PUBLIC EMPLOYMENT: If you are applying for a job with a public employer, (the state or federal government, for example), the potential employer cannot refuse to hire you because of a past or current bankruptcy filing.
PRIVATE EMPLOYMENT: If you are applying for a job with a private (non-government) employer, the potential employer is allowed to refuse to hire you because of a past or current bankruptcy filing. Only one Court (New York), so far, has ruled that a private employer cannot refuse to hire you because of a bankruptcy.
CURRENT EMPLOYERS AND BANKRUPTCY:
Regardless of whether you work for a public or private employer, your current employer cannot terminate you, or otherwise discriminate against you, because of a past or current bankruptcy filing.
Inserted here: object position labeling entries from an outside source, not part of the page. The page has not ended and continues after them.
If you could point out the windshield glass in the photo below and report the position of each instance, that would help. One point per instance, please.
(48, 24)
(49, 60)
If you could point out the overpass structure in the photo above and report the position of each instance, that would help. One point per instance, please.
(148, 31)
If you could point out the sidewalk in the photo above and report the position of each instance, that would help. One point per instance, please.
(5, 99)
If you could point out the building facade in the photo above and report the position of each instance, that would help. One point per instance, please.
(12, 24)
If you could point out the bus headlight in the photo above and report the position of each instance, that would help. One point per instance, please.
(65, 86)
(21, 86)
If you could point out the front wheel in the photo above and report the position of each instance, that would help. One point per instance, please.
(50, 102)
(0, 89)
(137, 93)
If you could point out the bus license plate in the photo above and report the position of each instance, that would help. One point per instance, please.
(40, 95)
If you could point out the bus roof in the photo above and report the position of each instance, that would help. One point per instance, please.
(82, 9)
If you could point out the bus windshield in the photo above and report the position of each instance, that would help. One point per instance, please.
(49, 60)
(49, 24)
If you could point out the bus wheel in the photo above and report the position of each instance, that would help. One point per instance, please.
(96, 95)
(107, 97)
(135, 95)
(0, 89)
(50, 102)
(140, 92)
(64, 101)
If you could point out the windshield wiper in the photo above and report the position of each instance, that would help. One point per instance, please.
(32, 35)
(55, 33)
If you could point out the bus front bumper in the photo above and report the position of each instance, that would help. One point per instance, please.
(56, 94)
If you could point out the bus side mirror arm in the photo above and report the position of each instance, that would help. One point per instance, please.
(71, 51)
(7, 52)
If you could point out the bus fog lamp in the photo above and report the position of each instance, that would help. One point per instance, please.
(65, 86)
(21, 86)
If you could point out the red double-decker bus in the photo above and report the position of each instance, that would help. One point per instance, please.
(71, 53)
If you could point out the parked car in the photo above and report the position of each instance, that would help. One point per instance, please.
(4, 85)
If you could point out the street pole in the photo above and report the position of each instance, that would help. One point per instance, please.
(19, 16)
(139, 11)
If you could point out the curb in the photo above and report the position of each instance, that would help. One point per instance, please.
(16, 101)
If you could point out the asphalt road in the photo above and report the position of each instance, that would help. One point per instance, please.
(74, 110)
TAKEAWAY: If you are job-hunting in the private sector, and an application asks about bankruptcy, or a potential employer requests permission to obtain your credit report, that is legal. If you are considering bankruptcy, you might want to wait to file until you have a job. If the employer is requiring a credit report, and you do not have good credit, be honest with the potential employer; explain the circumstances which lead to your poor credit. With the Coronavirus pandemic, almost everyone has been affected financially, and if you have a legitimate reason for less than stellar credit, (illness, job loss, divorce), most employers will accept that, and appreciate that you are forthcoming.
If you are currently employed by either a public or private employer, be wary of any employer inquiries regarding bankruptcy. Document the incidents, and keep a paper trail. Unless your employer has a legitimate non-discriminatory reason for changing your employment, or terminating you, taking such action based on a bankruptcy filing is illegal.